Bir adamın beni alıp büyük bir cluba getirmesiyle başlamıştı maceram. O ilk gün söylediği şeyler hala aklımdan çıkmıyordu.

"Fazla güzelsin. Gözleri üstüne çekiyorsun. Büyüdükçe daha güzel olacağına adım gibi eminim. Sana dokunmalarına izin verme ama herkes seni görmek için buraya gelsin." dediklerinin bir kısmını pek uygulamamıştım. Vücudum.. ona birçok kez dokunulmuştu. Zamanla kendimi satmıştım. İyi para alıyordum. İlk başlarda bir iki kere olurken gittikçe her geceye döndü. Şimdi, her gece başka bir adamın evindeydim. Vücudumu kullanmalarına izin veriyor, ruhumu her seferinde şeytana daha çok satıyordum. Hissizleşiyordum. Salak gibi evime dönüp saatlerce ağlıyor, vücudumu suyun altında kıpkırmızı olana kadar yıkıyordum. İstemiyordum ama o kadar uzun süredir içindeydim ki, kurtulamıyordum.

Şimdi de sıcak bir yatakta tek başıma uyanmıştım. Pistim, kendi pisliğimin içinde yüzüyordum. Sürekli dibe çekiliyordum. Ayaklandım ve pantolonumu giydim. Atletimi de giyecektim ki kolumu kaldırır kaldırmaz hissettiğim acıyla geri indirdim. Hiçbir zaman sınırlarını bilmiyorlardı. Ben de artık engel olmuyordum. Robot gibi yaşıyordum. Her gece duygularım biraz daha yok oluyordu. Ağrıyla giyindim ve komidinin üstündeki parayı cebime sokuşturdum. Bir de yanında numara vardı. Onu bir daha arayacağımı düşünüyordu.. numarayı cebime attım. Arayacağım sansındı, umrumda değildi.

Dışarı çıkar çıkmaz yüzüme vuran soğukla tüm bedenim titredi. Fazla soğuktu. Hızlı adımlarla caddeye yürürken taksiye binmek yerine yolun geri kalanını da yürüme kararı aldım. Biraz kafam açılsın istiyordum.

Yürüye yürüye bir saatte evime geldim. Fazla uzak olmayışına şükretmiştim. Kendimi direkt banyoya atarken her zaman yaptığımı yaptım. İlk sarı uzun saçlarımı yıkarken ardından vücudumu kazıdım. Dokundukladı yerler silinecek gibi, durmadan..

Çıktığımda sadece iç çamaşırlarımla attım kendimi beyaz çarşaflı yatağa. Tek temiz yataktı. Kendimi kendim gibi hissettiği tek yerdi. Saftı, huzurluydu. Dolan gözlerimi hızla kapattım. Uyumalıydım.

...

Alarmımın tiz sesiyle uyandım. Ağrıyan kolumun ağrısı artmıştı. Kendimi bok gibi hissediyordum. Tam anlamıyla, bok gibi. Yüzümü yıkadım ve dişlerimi uzunca fırçaladım. Dolabının karşısına geçtiğimdeyse aklıma Ten'in dedikleri gibi.

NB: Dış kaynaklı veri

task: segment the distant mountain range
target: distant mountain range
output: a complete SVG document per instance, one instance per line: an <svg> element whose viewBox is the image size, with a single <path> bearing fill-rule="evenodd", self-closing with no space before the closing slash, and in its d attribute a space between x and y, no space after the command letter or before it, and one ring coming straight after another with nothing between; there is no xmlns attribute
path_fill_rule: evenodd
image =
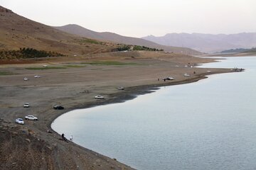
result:
<svg viewBox="0 0 256 170"><path fill-rule="evenodd" d="M203 52L256 47L256 33L230 35L169 33L162 37L149 35L142 38L161 45L186 47Z"/></svg>
<svg viewBox="0 0 256 170"><path fill-rule="evenodd" d="M161 45L141 38L97 33L77 25L53 28L29 20L0 6L0 52L5 55L11 56L11 50L23 48L30 51L36 50L38 52L48 51L65 55L83 55L118 50L124 44L185 55L202 54L189 48Z"/></svg>
<svg viewBox="0 0 256 170"><path fill-rule="evenodd" d="M0 50L28 48L68 55L111 52L117 47L116 43L101 43L69 34L26 18L0 6Z"/></svg>
<svg viewBox="0 0 256 170"><path fill-rule="evenodd" d="M156 48L159 50L163 49L166 52L173 52L176 53L183 53L186 55L198 55L202 54L201 52L187 47L177 47L159 45L157 43L142 38L126 37L113 33L95 32L75 24L69 24L64 26L54 28L68 33L72 33L79 36L86 37L92 39L107 40L126 45L146 46L148 47Z"/></svg>

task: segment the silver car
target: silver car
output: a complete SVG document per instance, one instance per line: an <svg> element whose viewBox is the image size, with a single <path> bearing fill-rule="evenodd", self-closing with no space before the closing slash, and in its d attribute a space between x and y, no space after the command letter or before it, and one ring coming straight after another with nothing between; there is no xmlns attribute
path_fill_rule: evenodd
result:
<svg viewBox="0 0 256 170"><path fill-rule="evenodd" d="M26 115L25 116L25 119L26 120L38 120L38 118L33 116L33 115Z"/></svg>
<svg viewBox="0 0 256 170"><path fill-rule="evenodd" d="M15 120L16 123L18 123L18 124L21 124L21 125L24 125L24 121L23 120L22 118L17 118L16 120Z"/></svg>

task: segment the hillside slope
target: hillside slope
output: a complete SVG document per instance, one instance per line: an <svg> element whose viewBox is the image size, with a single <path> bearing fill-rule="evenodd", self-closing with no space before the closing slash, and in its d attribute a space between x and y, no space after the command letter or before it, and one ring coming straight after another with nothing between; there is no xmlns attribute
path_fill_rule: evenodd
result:
<svg viewBox="0 0 256 170"><path fill-rule="evenodd" d="M146 46L151 48L156 48L159 50L163 49L164 51L173 52L175 53L183 53L192 55L201 55L201 52L189 48L161 45L149 40L143 40L142 38L126 37L109 32L98 33L88 30L75 24L69 24L64 26L54 28L63 31L65 31L68 33L72 33L89 38L116 42L117 43L127 45Z"/></svg>
<svg viewBox="0 0 256 170"><path fill-rule="evenodd" d="M85 55L110 52L117 47L114 43L88 40L33 21L2 6L0 23L0 50L26 47L64 55Z"/></svg>
<svg viewBox="0 0 256 170"><path fill-rule="evenodd" d="M169 33L162 37L142 38L164 45L186 47L203 52L220 52L231 48L250 48L256 46L256 33L201 34Z"/></svg>

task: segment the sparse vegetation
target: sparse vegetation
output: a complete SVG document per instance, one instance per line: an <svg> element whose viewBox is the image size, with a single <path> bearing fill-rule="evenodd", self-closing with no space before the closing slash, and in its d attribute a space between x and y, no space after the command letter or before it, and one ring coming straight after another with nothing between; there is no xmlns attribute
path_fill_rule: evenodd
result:
<svg viewBox="0 0 256 170"><path fill-rule="evenodd" d="M119 46L116 49L116 51L164 51L163 49L159 50L156 48L151 48L146 46L140 45L119 45Z"/></svg>
<svg viewBox="0 0 256 170"><path fill-rule="evenodd" d="M85 66L82 66L82 65L65 65L65 67L71 67L71 68L80 68L80 67L85 67Z"/></svg>
<svg viewBox="0 0 256 170"><path fill-rule="evenodd" d="M37 50L33 48L20 48L19 50L0 50L0 59L26 59L59 57L63 55L55 52Z"/></svg>
<svg viewBox="0 0 256 170"><path fill-rule="evenodd" d="M90 38L83 38L82 39L79 40L79 42L80 43L90 43L90 44L96 44L96 45L105 45L105 42L100 42L98 40L92 40L92 39L90 39Z"/></svg>
<svg viewBox="0 0 256 170"><path fill-rule="evenodd" d="M35 69L35 70L40 70L40 69L66 69L67 67L27 67L26 69Z"/></svg>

"Pazartesi kendine normal olandan daha çok özen göster. Önemli birileri gelecekmiş. Patronun zaten gözüne batıyorsun, iyice zıplamasın." normalde inadına tersini yapardım fakat gücüm yoktu. Altıma bacaklarımı saran deri siyah pantolonumu giyerken üstüne transparan, siyah fileli bir şey giydim. Tam belimde bitiyordu ve kollarımı kaldırdığımda çıplak tenim görünüyordu. Aynadan vücudumun iki yanında duran dövmelerime baktım. Kelebekli olanın üstünde parmaklarım gezdi, gülümsedim. Sonra boş olan göbek deliğime baktım. Boş durmasını istemiyordum. Metal piercingimi yerine geçirdim. Sürekli takmadığımda takarken acı veriyordu ve zamanla ağırlaşıyordu ama seviyordum.

Sarı saçlarıma bugün dokunmama kararı aldım. Sadece taradım. Gözüme siyah kalemi çektikten sonra parfümümü sıktım. Son olarak üstüme aldığım siyah ceketimle evden çıktım. Gelen taxiye bindim.

...

"Vur diyorum, öldürüyorsun Na Yuta. Bu halin ne?"

"Olmuş mu?"

"Tabii ki olmuş! O da laf mı?"

"Kolum ağrıyor." naz yapabildiğim ve beni önemseyen tek adama dudağımı bükerek konuştum. Ten bana doğru geldi.